それに、木に登った帰り、しくじって車道に」

「あぁ、可能性はあるわなぁ、おぬしの場合。がはははは」

「笑うとこじゃニャイ!」

「失敬。キジバトのヒナさん、ご安心ください。アメッチョさんは、

あたたかく見守るそうです」

「ンニャ!見守るもなにもない!ココにこニャイ!」

「結構!おおいに結構!」

 

「社っ長はいったい?」

「あぁ、『なにしてんの?』って、わけ?」

「ニャス」

「電線に止まってる、お母さんキジバト見てた」

「そらまたニャンで?」

「どうやら、ヒナの、その後が心配らしいい」

「ニャウウ、生き物の親は、みんな一緒ニャンだ」

「ハイ。アメッチョさんの見守りのおかげか、飛行練習してたのよ、最近」

「ニャッンと!もう?」

「ハイ。母バトと一緒に数日。その後は単独で」

「ニャウ」

「まだ慣れてないからか、チョイチョイ、家の木とか庭で、休んでたのよ」

「見てたんだ」

「たまたまね。すると。
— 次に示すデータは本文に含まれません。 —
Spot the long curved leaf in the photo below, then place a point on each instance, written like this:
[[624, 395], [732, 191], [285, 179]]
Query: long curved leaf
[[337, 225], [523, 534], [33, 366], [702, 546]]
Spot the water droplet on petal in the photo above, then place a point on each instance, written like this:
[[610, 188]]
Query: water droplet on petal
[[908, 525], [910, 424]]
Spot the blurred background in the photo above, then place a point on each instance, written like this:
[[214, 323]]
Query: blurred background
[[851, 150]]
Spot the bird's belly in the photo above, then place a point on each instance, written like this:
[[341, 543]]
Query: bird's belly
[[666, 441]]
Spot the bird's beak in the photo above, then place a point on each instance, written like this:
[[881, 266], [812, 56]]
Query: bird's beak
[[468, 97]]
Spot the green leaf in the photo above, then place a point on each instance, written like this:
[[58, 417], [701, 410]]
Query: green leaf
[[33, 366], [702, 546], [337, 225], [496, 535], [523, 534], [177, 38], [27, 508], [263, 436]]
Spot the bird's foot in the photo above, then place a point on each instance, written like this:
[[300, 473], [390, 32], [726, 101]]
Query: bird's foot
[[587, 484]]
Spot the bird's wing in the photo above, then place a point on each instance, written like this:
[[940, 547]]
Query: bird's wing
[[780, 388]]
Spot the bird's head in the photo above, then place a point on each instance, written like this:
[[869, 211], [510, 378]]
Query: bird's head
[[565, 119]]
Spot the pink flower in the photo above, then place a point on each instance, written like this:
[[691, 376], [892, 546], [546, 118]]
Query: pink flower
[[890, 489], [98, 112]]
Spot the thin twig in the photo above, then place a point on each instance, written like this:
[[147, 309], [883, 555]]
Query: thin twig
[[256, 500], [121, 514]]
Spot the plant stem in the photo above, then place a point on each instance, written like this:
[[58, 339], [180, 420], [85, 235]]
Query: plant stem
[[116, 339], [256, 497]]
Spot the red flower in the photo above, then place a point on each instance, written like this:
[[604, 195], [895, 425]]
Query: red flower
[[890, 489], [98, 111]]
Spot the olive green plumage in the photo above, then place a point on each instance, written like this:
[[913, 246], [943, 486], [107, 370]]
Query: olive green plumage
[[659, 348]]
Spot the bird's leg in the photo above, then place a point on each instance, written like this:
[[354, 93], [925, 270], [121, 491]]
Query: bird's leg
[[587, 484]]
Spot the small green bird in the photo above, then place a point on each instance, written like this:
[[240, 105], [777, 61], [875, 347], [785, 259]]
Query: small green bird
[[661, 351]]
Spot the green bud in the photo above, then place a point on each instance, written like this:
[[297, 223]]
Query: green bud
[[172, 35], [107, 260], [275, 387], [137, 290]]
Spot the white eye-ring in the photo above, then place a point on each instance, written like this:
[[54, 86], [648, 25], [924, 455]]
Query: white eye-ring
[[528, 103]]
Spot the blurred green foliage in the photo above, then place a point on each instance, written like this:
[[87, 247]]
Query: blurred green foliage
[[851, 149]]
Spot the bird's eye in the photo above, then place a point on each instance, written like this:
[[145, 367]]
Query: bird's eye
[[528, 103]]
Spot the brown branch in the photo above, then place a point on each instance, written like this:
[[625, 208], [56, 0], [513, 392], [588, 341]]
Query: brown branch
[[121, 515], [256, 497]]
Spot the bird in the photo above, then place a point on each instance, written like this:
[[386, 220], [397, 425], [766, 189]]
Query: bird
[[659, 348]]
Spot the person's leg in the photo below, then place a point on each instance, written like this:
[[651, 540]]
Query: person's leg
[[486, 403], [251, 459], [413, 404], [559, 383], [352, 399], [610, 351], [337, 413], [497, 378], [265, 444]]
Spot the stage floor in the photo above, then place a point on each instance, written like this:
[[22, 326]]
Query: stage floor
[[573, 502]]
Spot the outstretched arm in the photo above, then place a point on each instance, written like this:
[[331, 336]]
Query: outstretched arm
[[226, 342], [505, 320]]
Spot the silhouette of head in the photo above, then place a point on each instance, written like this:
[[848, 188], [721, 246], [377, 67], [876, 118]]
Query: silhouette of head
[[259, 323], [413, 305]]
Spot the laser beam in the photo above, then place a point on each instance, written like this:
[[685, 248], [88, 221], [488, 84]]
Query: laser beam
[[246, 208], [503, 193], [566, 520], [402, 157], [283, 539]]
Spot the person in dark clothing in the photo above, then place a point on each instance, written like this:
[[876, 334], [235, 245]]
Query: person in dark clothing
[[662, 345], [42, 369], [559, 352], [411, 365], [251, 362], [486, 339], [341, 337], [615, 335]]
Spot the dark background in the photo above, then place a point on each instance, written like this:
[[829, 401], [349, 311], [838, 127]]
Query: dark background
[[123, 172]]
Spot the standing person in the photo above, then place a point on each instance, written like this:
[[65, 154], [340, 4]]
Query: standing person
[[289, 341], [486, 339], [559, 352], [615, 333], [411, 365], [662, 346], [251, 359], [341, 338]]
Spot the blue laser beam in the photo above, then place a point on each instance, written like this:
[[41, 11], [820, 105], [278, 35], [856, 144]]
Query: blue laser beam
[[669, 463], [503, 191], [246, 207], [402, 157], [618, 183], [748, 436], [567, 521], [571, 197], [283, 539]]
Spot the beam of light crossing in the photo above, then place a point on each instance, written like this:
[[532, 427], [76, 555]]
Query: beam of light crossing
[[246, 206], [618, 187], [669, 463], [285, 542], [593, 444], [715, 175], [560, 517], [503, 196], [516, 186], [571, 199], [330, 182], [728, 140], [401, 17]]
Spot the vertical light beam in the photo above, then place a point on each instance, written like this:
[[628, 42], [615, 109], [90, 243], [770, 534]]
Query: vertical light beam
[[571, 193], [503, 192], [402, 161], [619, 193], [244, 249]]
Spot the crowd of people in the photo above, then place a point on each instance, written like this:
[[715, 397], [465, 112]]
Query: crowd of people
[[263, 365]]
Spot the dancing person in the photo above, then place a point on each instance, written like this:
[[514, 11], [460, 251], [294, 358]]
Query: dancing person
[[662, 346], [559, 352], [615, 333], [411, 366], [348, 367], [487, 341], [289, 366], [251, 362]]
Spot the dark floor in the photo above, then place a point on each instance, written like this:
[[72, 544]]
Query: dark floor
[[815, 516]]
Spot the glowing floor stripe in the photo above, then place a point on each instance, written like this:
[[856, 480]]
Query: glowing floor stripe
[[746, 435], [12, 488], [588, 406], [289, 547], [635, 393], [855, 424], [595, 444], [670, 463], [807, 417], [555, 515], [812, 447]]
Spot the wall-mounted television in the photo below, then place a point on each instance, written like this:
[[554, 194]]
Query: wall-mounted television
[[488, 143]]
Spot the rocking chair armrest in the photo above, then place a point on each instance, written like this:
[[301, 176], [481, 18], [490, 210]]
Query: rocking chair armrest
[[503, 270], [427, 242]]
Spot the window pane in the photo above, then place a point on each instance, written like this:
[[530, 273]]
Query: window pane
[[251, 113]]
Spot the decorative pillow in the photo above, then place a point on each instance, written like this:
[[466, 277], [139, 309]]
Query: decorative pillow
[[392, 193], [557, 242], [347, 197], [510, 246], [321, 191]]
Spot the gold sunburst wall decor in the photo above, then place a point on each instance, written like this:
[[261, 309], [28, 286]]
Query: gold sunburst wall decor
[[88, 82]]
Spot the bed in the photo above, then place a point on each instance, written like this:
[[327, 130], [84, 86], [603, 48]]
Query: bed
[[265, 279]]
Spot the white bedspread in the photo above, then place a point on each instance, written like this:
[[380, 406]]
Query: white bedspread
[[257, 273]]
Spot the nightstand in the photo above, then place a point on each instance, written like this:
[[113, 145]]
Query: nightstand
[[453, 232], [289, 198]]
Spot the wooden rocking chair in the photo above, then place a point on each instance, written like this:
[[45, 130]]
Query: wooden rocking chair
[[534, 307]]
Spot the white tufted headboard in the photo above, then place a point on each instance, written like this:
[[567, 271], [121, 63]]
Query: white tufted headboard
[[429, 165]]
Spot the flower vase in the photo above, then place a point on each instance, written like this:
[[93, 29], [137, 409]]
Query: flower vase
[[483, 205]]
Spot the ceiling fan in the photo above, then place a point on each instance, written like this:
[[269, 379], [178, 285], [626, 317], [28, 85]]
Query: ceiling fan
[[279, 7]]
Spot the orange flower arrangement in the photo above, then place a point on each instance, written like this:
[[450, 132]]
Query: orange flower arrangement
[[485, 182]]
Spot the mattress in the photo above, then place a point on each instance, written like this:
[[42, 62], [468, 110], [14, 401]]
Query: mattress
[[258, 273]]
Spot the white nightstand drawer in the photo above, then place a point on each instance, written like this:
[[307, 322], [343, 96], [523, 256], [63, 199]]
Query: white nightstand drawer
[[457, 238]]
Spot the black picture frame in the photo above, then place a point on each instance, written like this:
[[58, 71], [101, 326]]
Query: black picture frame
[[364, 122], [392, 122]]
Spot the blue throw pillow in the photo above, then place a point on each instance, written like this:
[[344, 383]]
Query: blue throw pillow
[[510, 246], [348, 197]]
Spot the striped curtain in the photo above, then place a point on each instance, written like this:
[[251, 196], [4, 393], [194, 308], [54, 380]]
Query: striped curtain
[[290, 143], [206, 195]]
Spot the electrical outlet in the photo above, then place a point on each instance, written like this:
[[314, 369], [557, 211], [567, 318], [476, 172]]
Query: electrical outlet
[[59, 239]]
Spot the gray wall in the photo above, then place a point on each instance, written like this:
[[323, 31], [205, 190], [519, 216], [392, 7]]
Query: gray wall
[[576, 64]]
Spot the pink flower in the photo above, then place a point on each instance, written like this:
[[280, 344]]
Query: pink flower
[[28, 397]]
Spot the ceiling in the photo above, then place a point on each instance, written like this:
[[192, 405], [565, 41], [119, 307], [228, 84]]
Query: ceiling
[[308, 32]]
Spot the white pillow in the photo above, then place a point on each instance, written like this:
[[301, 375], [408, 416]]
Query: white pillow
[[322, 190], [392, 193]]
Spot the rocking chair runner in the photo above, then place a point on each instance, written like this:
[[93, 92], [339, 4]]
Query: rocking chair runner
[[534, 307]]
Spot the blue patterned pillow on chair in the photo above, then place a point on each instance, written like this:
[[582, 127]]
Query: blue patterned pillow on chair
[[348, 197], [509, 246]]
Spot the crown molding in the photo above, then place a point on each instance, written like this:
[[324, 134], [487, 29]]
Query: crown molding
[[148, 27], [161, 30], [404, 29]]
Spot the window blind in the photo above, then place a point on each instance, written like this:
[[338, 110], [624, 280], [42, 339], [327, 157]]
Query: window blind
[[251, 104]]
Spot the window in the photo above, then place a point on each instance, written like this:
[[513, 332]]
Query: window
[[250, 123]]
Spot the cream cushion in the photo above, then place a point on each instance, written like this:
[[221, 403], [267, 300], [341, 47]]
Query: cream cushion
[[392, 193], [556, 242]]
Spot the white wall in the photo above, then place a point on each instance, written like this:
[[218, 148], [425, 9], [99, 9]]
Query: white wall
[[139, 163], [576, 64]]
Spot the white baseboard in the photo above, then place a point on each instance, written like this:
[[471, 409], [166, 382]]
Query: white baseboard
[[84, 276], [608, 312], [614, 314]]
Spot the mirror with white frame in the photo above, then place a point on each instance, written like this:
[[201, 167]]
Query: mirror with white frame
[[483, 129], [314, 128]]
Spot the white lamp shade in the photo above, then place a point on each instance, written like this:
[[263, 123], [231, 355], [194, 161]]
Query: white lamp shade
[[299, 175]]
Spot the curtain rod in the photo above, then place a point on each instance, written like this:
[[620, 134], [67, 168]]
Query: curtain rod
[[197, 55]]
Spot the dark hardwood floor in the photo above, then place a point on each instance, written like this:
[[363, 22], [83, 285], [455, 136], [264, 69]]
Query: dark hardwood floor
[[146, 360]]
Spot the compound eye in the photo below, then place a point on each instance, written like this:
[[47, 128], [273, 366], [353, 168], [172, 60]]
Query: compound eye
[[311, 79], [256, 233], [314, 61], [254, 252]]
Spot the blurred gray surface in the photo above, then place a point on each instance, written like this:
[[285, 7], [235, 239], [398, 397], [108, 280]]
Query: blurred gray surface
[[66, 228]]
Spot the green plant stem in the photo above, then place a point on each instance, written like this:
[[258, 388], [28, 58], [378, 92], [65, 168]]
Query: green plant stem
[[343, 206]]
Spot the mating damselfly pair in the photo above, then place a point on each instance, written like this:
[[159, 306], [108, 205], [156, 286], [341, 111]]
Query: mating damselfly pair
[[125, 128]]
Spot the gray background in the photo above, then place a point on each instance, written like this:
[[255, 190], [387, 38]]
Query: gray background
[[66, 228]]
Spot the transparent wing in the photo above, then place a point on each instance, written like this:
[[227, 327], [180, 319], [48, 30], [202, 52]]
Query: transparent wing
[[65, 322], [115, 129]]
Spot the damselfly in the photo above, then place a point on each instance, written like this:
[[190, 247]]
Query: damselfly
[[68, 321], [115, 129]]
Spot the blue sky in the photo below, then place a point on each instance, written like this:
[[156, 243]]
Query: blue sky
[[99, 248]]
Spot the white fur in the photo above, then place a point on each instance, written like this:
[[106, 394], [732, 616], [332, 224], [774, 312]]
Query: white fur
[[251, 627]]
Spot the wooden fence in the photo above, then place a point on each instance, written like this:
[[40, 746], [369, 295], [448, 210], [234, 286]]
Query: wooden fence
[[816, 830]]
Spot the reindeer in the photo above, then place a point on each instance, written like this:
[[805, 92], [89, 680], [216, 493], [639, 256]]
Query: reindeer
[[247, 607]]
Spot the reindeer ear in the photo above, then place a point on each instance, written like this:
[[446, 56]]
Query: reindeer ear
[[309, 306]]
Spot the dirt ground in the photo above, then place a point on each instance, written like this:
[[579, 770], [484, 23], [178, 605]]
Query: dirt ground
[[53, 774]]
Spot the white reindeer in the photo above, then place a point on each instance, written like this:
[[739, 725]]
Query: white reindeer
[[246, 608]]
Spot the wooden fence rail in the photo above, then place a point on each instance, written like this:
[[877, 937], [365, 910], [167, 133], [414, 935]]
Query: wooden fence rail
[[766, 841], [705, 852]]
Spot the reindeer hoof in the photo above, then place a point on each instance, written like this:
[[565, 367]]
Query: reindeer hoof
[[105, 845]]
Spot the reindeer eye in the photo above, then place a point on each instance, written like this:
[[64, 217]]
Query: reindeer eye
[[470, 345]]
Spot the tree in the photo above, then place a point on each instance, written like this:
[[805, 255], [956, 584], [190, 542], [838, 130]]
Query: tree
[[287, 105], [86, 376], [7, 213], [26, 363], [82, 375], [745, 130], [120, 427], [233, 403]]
お母さんハトが隣にきて、

しばらく寄り添って、なんか言ったのよ、クルルルル〜って」

「ニャウウ、一本立ちだニャ、それは」

「たぶん。その翌日だよ、小鳩が庭にいたから、

声かけたんだよ『がんばってるかい?』って」

「ニャウ」

「『見てよ飛びっぷり!』とばかりに、外へ飛び出したんだよ」

「ニャウ、ニャウ」

「で、オレも歩道の木、見にいったのよ、元の巣で休憩?と、思って」

「疲れるんだろうからニャァ」

「だよね。でも巣には居なくて、違う所にいた」

「?」

「道路」

「ニャ!?」

「飛び出した後に、車と衝突した」

「!!」

「低空飛行だったんじゃね、きっと。

危険度が身について無かったろうし」

「ニャ、ニャンと!で?」

「即死。オレ、なんかさぁ、責任感じちゃったよ。

声かけたらピュ〜ンと行ったから」

「いやぁ、それは…で、その後は?」

「ひかれちゃならんと、店に連れてきて、

お客さんや岩崎君にも、見てもらったのよ」

「ニャウウ…」

「なんともはかない命だったよなぁ。ねんごろに弔ってあげたよ」

「ニャンとも、悲しいお話で」

「ハイ。しかも、ああやって、毎日お母さん見にくんのよ。

『クルルルル〜』って」

「ツライね」

「はい、まったく」

「きょうも来てんだろ」

「ニャウ」

「昔さぁ、『岸壁の母』って、歌があってよ、同じだなぁ、と思っちゃうよ」

「それは?」

「戦地から帰って来る船を、毎日迎えに来る母者の歌」

「悲しい話?」

「おそらく。オレも子供だったんで、興味もなかったんだよ」

「・・・」

「懐メロとかでやってると、オレの母親は見るわけよ。

親父はまったく見なかったけど」

「?」

「思い出したくなかったんじゃね、戦争の事」

「ニャウウ」

「いやいや、スマン。シメっぽくなっちゃってさぁ」

「ニャァ、ま、事実だから」

「そう、妄想じゃないよ」

「ウニャニャニャニャ〜、社っ長の得意技」

「今回は違います…って、毎回実話だよ!多少のツクリはあるものの」

「ウニャニャニャニャ〜、多少?」

「ウゥゥん、若干、少々」

「おおむね!って、噂だけど」

「いやいや、おおすじだよ、大筋」

「ウニャニャニャニャ〜。みなさん自然界の厳しさですね」

「がはははは、って、アメッチョさんも、気をつけてくれよ」

「ニャス。ところで、『ねんごろに』って、どこに」

「ああ、家の垣根の所さ」

「ニャンですと〜!あそこには、歴代の先輩たちが」

「ああ、そうね、今頃にらみ合いしてっかもよ」

「ンニャ、あの世とやらで、仲良くニャン」

 

こんな話を聞かされたし、暑いし、外には行かない!

つもりが、本能のままに、ついつい。

アタシはアメリ。

キョトン顔だけど、実は用心深いネコ。